# Ft Pickens Campground Report



## Photoguy504 (Feb 6, 2014)

Launched two kayaks about 6am started trooling fro a bite, about 1 mile or so out 40-48 ft of water up and down the beach up to the first of three tall dark condos, used frozen cigar minnows and artificial to land a nice haul.


----------



## ChileRelleno (Jul 7, 2012)

This thread is worthless without pics.


----------



## Mac1528 (Mar 24, 2012)

ChileRelleno said:


> This thread is worthless without pics.


Be nice and explain the protocall to new members about pics, and how nice it is for a report. This was only the OPs 10th post. 
Welcome up there photoguy! Looks like a nice catch there!


----------



## Photoguy504 (Feb 6, 2014)

Sorry I had to download an app to reduce the photo sizes in order to post pics that was why there was a delay on the pics. 

Thanks we plan on going back out this evening and tomorrow morning I'll post more later.


----------



## ChileRelleno (Jul 7, 2012)

Nice catch, them schoolies are the best eating size.


----------



## Photoguy504 (Feb 6, 2014)

Ok after going out this evening we ended up with 4 kings and 1 Spanish 
The conditions wasn't favorable it kept us on our toes with waves from all directions and close together but we did it.


----------



## bwise (Apr 8, 2012)

Nice haul! What do you keep all those in while you're out?


----------



## DAWGONIT (Jan 16, 2009)

all nice eating size right there.
thanks for sharing & catch 'em up.


----------



## chasintales (Sep 29, 2007)

Way to guy guys.
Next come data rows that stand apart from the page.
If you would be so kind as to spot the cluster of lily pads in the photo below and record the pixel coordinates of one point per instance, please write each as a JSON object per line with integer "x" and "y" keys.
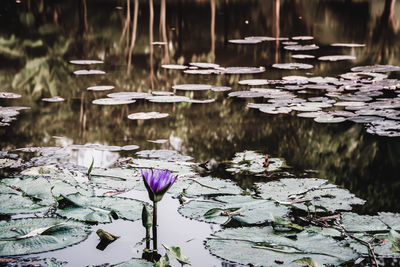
{"x": 304, "y": 221}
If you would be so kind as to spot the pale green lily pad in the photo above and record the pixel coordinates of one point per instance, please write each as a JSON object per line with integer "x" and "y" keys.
{"x": 5, "y": 163}
{"x": 117, "y": 178}
{"x": 245, "y": 209}
{"x": 382, "y": 222}
{"x": 384, "y": 245}
{"x": 182, "y": 168}
{"x": 323, "y": 195}
{"x": 262, "y": 247}
{"x": 99, "y": 209}
{"x": 134, "y": 262}
{"x": 35, "y": 235}
{"x": 253, "y": 162}
{"x": 14, "y": 203}
{"x": 204, "y": 186}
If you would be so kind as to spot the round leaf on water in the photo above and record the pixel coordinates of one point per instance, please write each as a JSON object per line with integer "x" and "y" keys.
{"x": 147, "y": 115}
{"x": 168, "y": 99}
{"x": 322, "y": 195}
{"x": 53, "y": 99}
{"x": 192, "y": 87}
{"x": 292, "y": 66}
{"x": 174, "y": 67}
{"x": 244, "y": 209}
{"x": 253, "y": 162}
{"x": 86, "y": 62}
{"x": 263, "y": 247}
{"x": 9, "y": 95}
{"x": 101, "y": 88}
{"x": 88, "y": 72}
{"x": 129, "y": 95}
{"x": 35, "y": 235}
{"x": 135, "y": 262}
{"x": 99, "y": 209}
{"x": 112, "y": 101}
{"x": 337, "y": 58}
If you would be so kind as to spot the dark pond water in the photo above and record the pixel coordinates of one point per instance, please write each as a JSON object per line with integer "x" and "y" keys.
{"x": 38, "y": 39}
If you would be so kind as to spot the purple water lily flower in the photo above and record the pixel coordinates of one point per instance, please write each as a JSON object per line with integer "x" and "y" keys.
{"x": 157, "y": 182}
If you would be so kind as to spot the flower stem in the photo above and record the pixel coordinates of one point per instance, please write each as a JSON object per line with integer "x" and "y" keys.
{"x": 155, "y": 225}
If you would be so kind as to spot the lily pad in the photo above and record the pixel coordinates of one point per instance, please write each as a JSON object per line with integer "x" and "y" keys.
{"x": 129, "y": 95}
{"x": 101, "y": 87}
{"x": 168, "y": 99}
{"x": 243, "y": 70}
{"x": 258, "y": 246}
{"x": 85, "y": 62}
{"x": 99, "y": 209}
{"x": 245, "y": 209}
{"x": 53, "y": 99}
{"x": 337, "y": 58}
{"x": 253, "y": 162}
{"x": 192, "y": 87}
{"x": 292, "y": 66}
{"x": 9, "y": 95}
{"x": 35, "y": 235}
{"x": 204, "y": 65}
{"x": 147, "y": 115}
{"x": 301, "y": 47}
{"x": 302, "y": 56}
{"x": 112, "y": 101}
{"x": 319, "y": 192}
{"x": 89, "y": 72}
{"x": 351, "y": 45}
{"x": 254, "y": 82}
{"x": 174, "y": 67}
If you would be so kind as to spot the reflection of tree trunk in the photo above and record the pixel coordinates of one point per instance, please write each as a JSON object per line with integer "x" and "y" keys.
{"x": 83, "y": 25}
{"x": 151, "y": 22}
{"x": 213, "y": 27}
{"x": 276, "y": 30}
{"x": 133, "y": 39}
{"x": 127, "y": 22}
{"x": 163, "y": 29}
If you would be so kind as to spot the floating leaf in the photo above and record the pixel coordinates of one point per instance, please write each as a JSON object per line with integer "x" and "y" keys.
{"x": 86, "y": 62}
{"x": 176, "y": 252}
{"x": 168, "y": 99}
{"x": 243, "y": 70}
{"x": 337, "y": 58}
{"x": 89, "y": 72}
{"x": 292, "y": 66}
{"x": 147, "y": 115}
{"x": 9, "y": 95}
{"x": 173, "y": 67}
{"x": 252, "y": 162}
{"x": 245, "y": 209}
{"x": 58, "y": 234}
{"x": 112, "y": 101}
{"x": 99, "y": 209}
{"x": 192, "y": 87}
{"x": 101, "y": 88}
{"x": 53, "y": 99}
{"x": 129, "y": 95}
{"x": 263, "y": 247}
{"x": 318, "y": 191}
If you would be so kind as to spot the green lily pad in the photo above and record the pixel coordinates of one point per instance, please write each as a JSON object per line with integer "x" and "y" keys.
{"x": 99, "y": 209}
{"x": 35, "y": 235}
{"x": 263, "y": 247}
{"x": 134, "y": 262}
{"x": 253, "y": 162}
{"x": 384, "y": 245}
{"x": 323, "y": 195}
{"x": 245, "y": 209}
{"x": 14, "y": 203}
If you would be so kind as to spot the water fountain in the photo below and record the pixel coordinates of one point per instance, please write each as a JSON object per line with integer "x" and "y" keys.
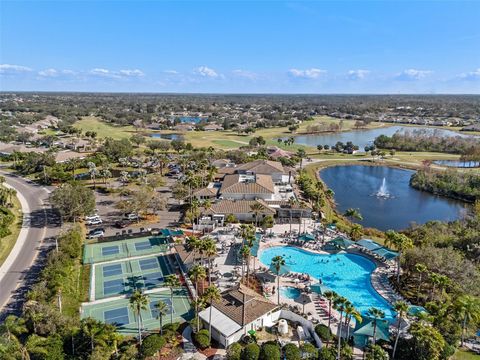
{"x": 383, "y": 191}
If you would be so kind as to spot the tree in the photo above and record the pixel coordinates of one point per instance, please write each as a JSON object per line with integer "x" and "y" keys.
{"x": 139, "y": 302}
{"x": 172, "y": 282}
{"x": 162, "y": 309}
{"x": 197, "y": 273}
{"x": 468, "y": 309}
{"x": 376, "y": 315}
{"x": 401, "y": 308}
{"x": 73, "y": 200}
{"x": 401, "y": 243}
{"x": 211, "y": 295}
{"x": 277, "y": 263}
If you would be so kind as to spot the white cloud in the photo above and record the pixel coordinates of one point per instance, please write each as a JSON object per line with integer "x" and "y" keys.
{"x": 245, "y": 74}
{"x": 206, "y": 72}
{"x": 413, "y": 74}
{"x": 357, "y": 74}
{"x": 312, "y": 73}
{"x": 131, "y": 72}
{"x": 13, "y": 69}
{"x": 472, "y": 75}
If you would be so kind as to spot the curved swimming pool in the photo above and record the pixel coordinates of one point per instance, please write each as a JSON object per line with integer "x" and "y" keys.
{"x": 346, "y": 274}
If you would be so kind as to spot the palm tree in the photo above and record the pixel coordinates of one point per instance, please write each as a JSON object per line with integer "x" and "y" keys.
{"x": 375, "y": 314}
{"x": 421, "y": 269}
{"x": 353, "y": 214}
{"x": 172, "y": 281}
{"x": 210, "y": 251}
{"x": 211, "y": 294}
{"x": 468, "y": 308}
{"x": 330, "y": 296}
{"x": 162, "y": 309}
{"x": 401, "y": 243}
{"x": 401, "y": 308}
{"x": 197, "y": 273}
{"x": 138, "y": 302}
{"x": 277, "y": 263}
{"x": 339, "y": 305}
{"x": 256, "y": 209}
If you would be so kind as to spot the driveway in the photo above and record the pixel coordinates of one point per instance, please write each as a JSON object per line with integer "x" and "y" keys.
{"x": 21, "y": 267}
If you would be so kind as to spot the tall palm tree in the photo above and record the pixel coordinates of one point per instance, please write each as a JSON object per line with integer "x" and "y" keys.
{"x": 376, "y": 315}
{"x": 138, "y": 302}
{"x": 172, "y": 281}
{"x": 401, "y": 308}
{"x": 468, "y": 308}
{"x": 421, "y": 269}
{"x": 211, "y": 294}
{"x": 339, "y": 305}
{"x": 162, "y": 309}
{"x": 277, "y": 263}
{"x": 401, "y": 243}
{"x": 330, "y": 296}
{"x": 210, "y": 251}
{"x": 197, "y": 273}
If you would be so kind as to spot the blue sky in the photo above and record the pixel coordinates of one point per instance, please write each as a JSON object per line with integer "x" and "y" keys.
{"x": 241, "y": 47}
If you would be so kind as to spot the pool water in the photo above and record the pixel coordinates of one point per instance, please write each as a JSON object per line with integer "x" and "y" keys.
{"x": 346, "y": 274}
{"x": 289, "y": 292}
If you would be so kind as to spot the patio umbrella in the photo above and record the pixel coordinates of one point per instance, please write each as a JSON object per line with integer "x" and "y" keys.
{"x": 319, "y": 288}
{"x": 303, "y": 299}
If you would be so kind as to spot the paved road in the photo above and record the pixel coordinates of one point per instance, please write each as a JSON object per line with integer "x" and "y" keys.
{"x": 39, "y": 225}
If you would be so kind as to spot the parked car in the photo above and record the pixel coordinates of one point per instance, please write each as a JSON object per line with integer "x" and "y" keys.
{"x": 96, "y": 233}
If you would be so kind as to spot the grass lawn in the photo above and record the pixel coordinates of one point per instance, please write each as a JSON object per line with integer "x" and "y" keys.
{"x": 7, "y": 243}
{"x": 103, "y": 129}
{"x": 465, "y": 355}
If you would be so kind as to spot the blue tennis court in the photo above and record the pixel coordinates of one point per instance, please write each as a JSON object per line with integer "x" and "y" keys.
{"x": 154, "y": 310}
{"x": 110, "y": 250}
{"x": 149, "y": 264}
{"x": 144, "y": 245}
{"x": 112, "y": 270}
{"x": 153, "y": 279}
{"x": 117, "y": 316}
{"x": 113, "y": 287}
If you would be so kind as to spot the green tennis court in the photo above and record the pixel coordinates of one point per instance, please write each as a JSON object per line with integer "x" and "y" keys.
{"x": 122, "y": 249}
{"x": 122, "y": 277}
{"x": 119, "y": 313}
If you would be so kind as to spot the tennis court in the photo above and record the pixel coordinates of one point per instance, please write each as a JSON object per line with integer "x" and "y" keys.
{"x": 119, "y": 312}
{"x": 122, "y": 277}
{"x": 123, "y": 249}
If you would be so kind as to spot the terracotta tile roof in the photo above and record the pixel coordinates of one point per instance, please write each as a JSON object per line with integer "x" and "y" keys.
{"x": 238, "y": 207}
{"x": 262, "y": 167}
{"x": 232, "y": 302}
{"x": 232, "y": 184}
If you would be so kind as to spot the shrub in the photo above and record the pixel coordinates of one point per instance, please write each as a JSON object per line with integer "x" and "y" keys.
{"x": 234, "y": 352}
{"x": 151, "y": 344}
{"x": 323, "y": 332}
{"x": 202, "y": 339}
{"x": 250, "y": 352}
{"x": 309, "y": 351}
{"x": 269, "y": 351}
{"x": 292, "y": 352}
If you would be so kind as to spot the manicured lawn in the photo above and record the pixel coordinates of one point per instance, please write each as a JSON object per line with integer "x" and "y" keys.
{"x": 465, "y": 355}
{"x": 7, "y": 243}
{"x": 103, "y": 130}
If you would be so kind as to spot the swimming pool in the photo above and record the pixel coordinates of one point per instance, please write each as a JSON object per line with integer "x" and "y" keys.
{"x": 346, "y": 274}
{"x": 289, "y": 292}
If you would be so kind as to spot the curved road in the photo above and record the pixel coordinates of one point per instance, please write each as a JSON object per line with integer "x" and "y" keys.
{"x": 20, "y": 269}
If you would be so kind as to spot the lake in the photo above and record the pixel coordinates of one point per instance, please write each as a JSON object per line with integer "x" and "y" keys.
{"x": 357, "y": 186}
{"x": 363, "y": 138}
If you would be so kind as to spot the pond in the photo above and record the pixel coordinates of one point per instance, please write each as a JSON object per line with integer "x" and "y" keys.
{"x": 385, "y": 198}
{"x": 166, "y": 136}
{"x": 457, "y": 163}
{"x": 363, "y": 138}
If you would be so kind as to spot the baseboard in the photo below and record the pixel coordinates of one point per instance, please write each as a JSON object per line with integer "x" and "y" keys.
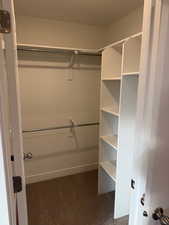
{"x": 60, "y": 173}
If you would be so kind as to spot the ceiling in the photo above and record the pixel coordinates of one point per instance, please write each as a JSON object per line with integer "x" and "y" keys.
{"x": 94, "y": 12}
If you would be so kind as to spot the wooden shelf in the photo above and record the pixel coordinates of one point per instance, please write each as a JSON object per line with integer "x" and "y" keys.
{"x": 131, "y": 74}
{"x": 56, "y": 48}
{"x": 111, "y": 78}
{"x": 110, "y": 110}
{"x": 111, "y": 140}
{"x": 110, "y": 168}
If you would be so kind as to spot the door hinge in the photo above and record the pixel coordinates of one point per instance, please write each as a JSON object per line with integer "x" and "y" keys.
{"x": 5, "y": 21}
{"x": 17, "y": 184}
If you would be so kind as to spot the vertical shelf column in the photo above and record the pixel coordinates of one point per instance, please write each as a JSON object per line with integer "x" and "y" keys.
{"x": 109, "y": 116}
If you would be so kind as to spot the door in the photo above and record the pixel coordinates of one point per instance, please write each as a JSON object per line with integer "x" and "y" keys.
{"x": 12, "y": 113}
{"x": 151, "y": 160}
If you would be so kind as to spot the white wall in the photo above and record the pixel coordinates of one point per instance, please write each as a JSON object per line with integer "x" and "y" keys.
{"x": 50, "y": 32}
{"x": 33, "y": 30}
{"x": 51, "y": 97}
{"x": 125, "y": 27}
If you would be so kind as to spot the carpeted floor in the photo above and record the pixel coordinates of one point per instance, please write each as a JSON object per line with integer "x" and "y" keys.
{"x": 70, "y": 200}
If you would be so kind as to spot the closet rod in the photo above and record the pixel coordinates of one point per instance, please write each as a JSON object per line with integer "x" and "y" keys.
{"x": 60, "y": 127}
{"x": 76, "y": 52}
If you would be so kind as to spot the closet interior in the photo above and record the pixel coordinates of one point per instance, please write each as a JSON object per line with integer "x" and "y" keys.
{"x": 78, "y": 84}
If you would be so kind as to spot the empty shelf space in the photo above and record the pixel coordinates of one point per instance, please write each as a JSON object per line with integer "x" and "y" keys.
{"x": 111, "y": 78}
{"x": 111, "y": 110}
{"x": 111, "y": 140}
{"x": 110, "y": 168}
{"x": 131, "y": 74}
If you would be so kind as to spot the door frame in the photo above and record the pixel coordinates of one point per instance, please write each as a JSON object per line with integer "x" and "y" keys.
{"x": 148, "y": 100}
{"x": 7, "y": 203}
{"x": 17, "y": 203}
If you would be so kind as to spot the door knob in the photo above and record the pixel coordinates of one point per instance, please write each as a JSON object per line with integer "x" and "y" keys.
{"x": 159, "y": 215}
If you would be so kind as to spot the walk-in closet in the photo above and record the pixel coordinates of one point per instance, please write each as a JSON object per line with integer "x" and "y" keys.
{"x": 78, "y": 75}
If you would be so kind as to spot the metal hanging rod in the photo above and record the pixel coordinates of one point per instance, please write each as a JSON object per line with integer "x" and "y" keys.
{"x": 61, "y": 127}
{"x": 57, "y": 50}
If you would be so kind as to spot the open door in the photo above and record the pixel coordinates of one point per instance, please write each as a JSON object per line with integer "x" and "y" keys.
{"x": 151, "y": 161}
{"x": 11, "y": 110}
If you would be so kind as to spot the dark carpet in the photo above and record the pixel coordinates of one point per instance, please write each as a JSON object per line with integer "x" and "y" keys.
{"x": 71, "y": 200}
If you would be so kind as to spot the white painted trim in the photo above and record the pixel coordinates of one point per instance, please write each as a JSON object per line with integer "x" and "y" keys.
{"x": 14, "y": 109}
{"x": 60, "y": 173}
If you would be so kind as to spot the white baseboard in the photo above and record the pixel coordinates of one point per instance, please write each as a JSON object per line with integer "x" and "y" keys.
{"x": 60, "y": 173}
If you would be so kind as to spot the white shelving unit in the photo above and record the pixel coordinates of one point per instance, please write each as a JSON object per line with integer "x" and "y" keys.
{"x": 119, "y": 82}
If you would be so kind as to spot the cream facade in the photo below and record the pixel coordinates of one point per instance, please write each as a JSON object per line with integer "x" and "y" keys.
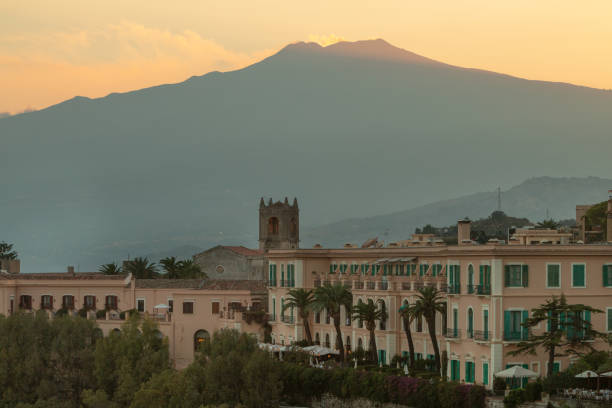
{"x": 188, "y": 312}
{"x": 490, "y": 290}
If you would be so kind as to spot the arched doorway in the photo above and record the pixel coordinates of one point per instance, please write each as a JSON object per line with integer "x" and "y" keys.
{"x": 200, "y": 338}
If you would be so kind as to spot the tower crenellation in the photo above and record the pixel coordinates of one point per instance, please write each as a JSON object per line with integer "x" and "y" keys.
{"x": 279, "y": 224}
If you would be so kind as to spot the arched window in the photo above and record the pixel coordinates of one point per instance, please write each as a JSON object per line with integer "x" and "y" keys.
{"x": 470, "y": 323}
{"x": 470, "y": 278}
{"x": 383, "y": 323}
{"x": 273, "y": 226}
{"x": 200, "y": 338}
{"x": 360, "y": 321}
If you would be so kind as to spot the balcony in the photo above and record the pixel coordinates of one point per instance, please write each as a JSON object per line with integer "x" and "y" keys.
{"x": 482, "y": 335}
{"x": 454, "y": 289}
{"x": 288, "y": 319}
{"x": 452, "y": 333}
{"x": 515, "y": 335}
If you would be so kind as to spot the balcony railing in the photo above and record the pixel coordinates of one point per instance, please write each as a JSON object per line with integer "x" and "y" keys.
{"x": 288, "y": 319}
{"x": 452, "y": 333}
{"x": 515, "y": 335}
{"x": 454, "y": 289}
{"x": 482, "y": 335}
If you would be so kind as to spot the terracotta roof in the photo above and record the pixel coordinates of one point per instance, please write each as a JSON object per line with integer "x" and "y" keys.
{"x": 63, "y": 276}
{"x": 207, "y": 284}
{"x": 243, "y": 250}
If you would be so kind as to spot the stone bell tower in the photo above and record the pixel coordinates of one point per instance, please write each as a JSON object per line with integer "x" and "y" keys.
{"x": 279, "y": 225}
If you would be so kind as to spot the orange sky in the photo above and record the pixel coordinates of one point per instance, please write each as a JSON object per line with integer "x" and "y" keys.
{"x": 53, "y": 50}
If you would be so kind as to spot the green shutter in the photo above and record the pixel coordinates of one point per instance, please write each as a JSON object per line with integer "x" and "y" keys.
{"x": 525, "y": 275}
{"x": 507, "y": 317}
{"x": 507, "y": 275}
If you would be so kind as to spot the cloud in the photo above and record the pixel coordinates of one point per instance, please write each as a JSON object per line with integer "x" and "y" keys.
{"x": 325, "y": 40}
{"x": 43, "y": 69}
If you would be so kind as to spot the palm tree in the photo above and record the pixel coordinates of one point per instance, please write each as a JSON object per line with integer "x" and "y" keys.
{"x": 140, "y": 268}
{"x": 188, "y": 269}
{"x": 110, "y": 269}
{"x": 429, "y": 302}
{"x": 302, "y": 299}
{"x": 407, "y": 314}
{"x": 6, "y": 251}
{"x": 171, "y": 266}
{"x": 370, "y": 313}
{"x": 332, "y": 298}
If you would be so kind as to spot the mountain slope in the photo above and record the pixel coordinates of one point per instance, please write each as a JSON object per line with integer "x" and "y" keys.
{"x": 530, "y": 199}
{"x": 351, "y": 129}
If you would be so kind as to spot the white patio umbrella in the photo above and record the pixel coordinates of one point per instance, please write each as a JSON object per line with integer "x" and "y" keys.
{"x": 516, "y": 372}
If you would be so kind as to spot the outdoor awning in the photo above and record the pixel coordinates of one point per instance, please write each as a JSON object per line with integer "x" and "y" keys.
{"x": 587, "y": 374}
{"x": 516, "y": 372}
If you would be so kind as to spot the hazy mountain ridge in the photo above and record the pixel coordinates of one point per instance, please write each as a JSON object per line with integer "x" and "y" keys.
{"x": 185, "y": 164}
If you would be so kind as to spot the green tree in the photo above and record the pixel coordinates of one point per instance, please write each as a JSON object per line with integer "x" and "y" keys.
{"x": 7, "y": 252}
{"x": 141, "y": 268}
{"x": 332, "y": 298}
{"x": 171, "y": 266}
{"x": 301, "y": 299}
{"x": 190, "y": 270}
{"x": 568, "y": 331}
{"x": 110, "y": 269}
{"x": 370, "y": 313}
{"x": 430, "y": 302}
{"x": 407, "y": 314}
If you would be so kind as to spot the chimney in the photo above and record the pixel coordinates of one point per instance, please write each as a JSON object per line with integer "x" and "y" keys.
{"x": 609, "y": 218}
{"x": 464, "y": 228}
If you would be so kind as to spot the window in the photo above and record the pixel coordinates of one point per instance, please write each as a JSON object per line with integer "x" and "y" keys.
{"x": 89, "y": 302}
{"x": 513, "y": 330}
{"x": 470, "y": 371}
{"x": 273, "y": 226}
{"x": 607, "y": 276}
{"x": 272, "y": 275}
{"x": 188, "y": 307}
{"x": 46, "y": 302}
{"x": 140, "y": 305}
{"x": 455, "y": 373}
{"x": 553, "y": 276}
{"x": 516, "y": 276}
{"x": 578, "y": 275}
{"x": 68, "y": 302}
{"x": 111, "y": 302}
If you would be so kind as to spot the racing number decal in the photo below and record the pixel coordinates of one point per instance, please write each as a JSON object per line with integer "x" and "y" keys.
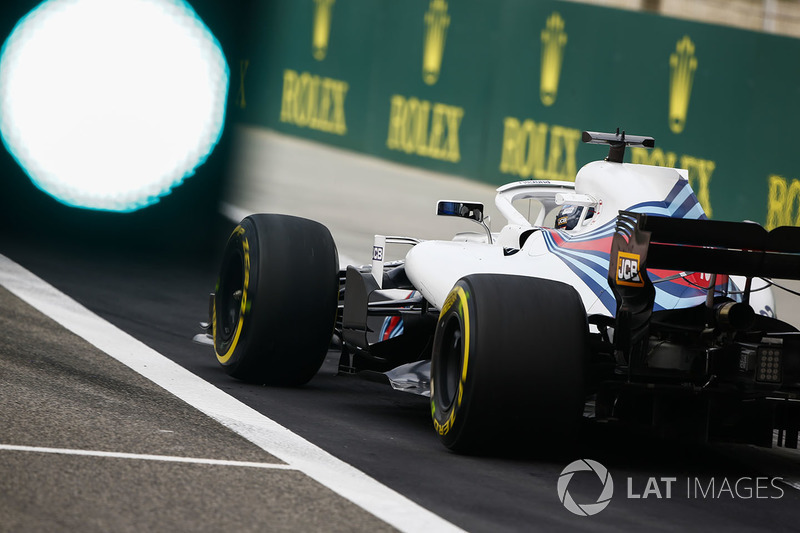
{"x": 244, "y": 305}
{"x": 628, "y": 270}
{"x": 456, "y": 295}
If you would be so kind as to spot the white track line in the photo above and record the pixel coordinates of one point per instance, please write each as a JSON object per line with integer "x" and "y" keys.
{"x": 144, "y": 457}
{"x": 381, "y": 501}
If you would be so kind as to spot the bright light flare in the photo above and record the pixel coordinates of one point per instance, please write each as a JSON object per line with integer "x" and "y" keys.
{"x": 111, "y": 104}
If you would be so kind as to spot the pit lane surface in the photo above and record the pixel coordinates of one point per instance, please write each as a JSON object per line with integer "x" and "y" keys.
{"x": 158, "y": 298}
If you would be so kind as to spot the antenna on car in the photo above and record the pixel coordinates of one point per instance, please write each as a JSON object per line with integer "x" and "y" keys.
{"x": 617, "y": 141}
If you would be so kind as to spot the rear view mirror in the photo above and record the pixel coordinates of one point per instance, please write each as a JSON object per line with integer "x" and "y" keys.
{"x": 470, "y": 210}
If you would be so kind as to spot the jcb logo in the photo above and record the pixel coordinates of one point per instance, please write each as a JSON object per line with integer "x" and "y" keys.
{"x": 628, "y": 270}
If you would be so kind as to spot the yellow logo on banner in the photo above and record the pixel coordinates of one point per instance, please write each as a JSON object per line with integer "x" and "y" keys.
{"x": 682, "y": 65}
{"x": 783, "y": 202}
{"x": 428, "y": 129}
{"x": 311, "y": 101}
{"x": 322, "y": 28}
{"x": 436, "y": 23}
{"x": 553, "y": 41}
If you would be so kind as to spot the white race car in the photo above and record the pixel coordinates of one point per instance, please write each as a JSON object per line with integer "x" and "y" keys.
{"x": 628, "y": 305}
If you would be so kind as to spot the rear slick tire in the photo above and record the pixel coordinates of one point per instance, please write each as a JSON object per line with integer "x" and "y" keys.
{"x": 508, "y": 364}
{"x": 276, "y": 300}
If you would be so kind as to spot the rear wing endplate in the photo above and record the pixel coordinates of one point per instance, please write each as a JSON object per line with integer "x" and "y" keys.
{"x": 644, "y": 241}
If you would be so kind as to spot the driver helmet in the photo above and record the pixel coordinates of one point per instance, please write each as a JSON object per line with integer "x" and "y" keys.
{"x": 569, "y": 215}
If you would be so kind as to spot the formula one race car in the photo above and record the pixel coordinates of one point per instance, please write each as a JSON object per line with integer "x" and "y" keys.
{"x": 627, "y": 306}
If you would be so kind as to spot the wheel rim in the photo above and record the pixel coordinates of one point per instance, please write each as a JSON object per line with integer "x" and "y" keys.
{"x": 230, "y": 297}
{"x": 449, "y": 372}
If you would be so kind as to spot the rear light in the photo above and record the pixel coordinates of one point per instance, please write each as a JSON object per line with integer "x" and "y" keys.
{"x": 769, "y": 364}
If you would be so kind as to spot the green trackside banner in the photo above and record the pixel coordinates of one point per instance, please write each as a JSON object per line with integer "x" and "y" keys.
{"x": 501, "y": 91}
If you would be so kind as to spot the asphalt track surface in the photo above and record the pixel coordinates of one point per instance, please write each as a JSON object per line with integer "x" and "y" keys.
{"x": 56, "y": 391}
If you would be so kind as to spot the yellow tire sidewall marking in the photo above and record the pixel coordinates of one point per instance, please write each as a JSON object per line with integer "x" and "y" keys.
{"x": 457, "y": 294}
{"x": 223, "y": 359}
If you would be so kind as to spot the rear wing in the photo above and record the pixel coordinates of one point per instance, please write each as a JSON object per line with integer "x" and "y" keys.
{"x": 738, "y": 248}
{"x": 644, "y": 241}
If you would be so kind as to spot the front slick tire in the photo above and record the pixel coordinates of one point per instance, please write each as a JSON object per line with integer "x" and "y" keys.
{"x": 276, "y": 300}
{"x": 509, "y": 357}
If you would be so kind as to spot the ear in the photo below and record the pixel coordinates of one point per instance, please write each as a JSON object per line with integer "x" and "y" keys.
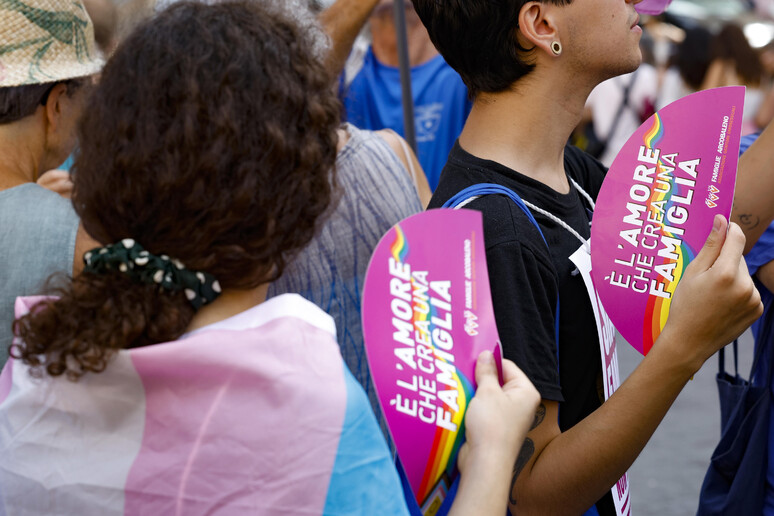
{"x": 538, "y": 25}
{"x": 54, "y": 108}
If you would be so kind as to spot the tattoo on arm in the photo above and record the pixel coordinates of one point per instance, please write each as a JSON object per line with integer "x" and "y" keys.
{"x": 540, "y": 415}
{"x": 749, "y": 220}
{"x": 527, "y": 450}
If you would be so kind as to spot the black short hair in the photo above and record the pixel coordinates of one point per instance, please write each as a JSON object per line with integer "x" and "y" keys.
{"x": 17, "y": 102}
{"x": 478, "y": 39}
I met you guys in the park at Ft Pickens Entrance on Saturday. Looks like everything worked out well for you. great catches.
Chris


----------



## Photoguy504 (Feb 6, 2014)

@bwise we both have ocean kayaks and are able to put the fish into the hull of the boat. It's that only way to go!!!


----------



## Photoguy504 (Feb 6, 2014)

@chasintales hey Chris,
Yeah it turned out to be a good weekend of fishing but it wasn't easy with all those waves and wind but the hard work paid off!!


----------



## Tmrunner (Mar 8, 2014)

Is your hull insulated? I really want to try that on my hobie outback, but I'm afraid to ruin the fish.


----------



## Sean72 (Mar 31, 2015)

I think I ruined my hull after doing that last weekend. The king was too big for my fish bag so we put it in the main hatch and headed back in. Anybody have any tips to get the smell out?


----------



## LIM-IT-OUT (Aug 26, 2014)

heck yah boys yall tore em up


----------



## Photoguy504 (Feb 6, 2014)

@tmrunner no insulation in our boats depends on how long your going to be out I guess if your worried about it id throw a bag of ice in there


----------



## Photoguy504 (Feb 6, 2014)

@sean72 you can use bleach or chlorine that will kill any bacteria but the trick will be to make sure the hull gets aired dry


----------



## Fielro (Jun 4, 2012)

Nice catch


----------



## ALtoAK (Feb 9, 2015)

Sean72 said:


> I think I ruined my hull after doing that last weekend. The king was too big for my fish bag so we put it in the main hatch and headed back in. Anybody have any tips to get the smell out?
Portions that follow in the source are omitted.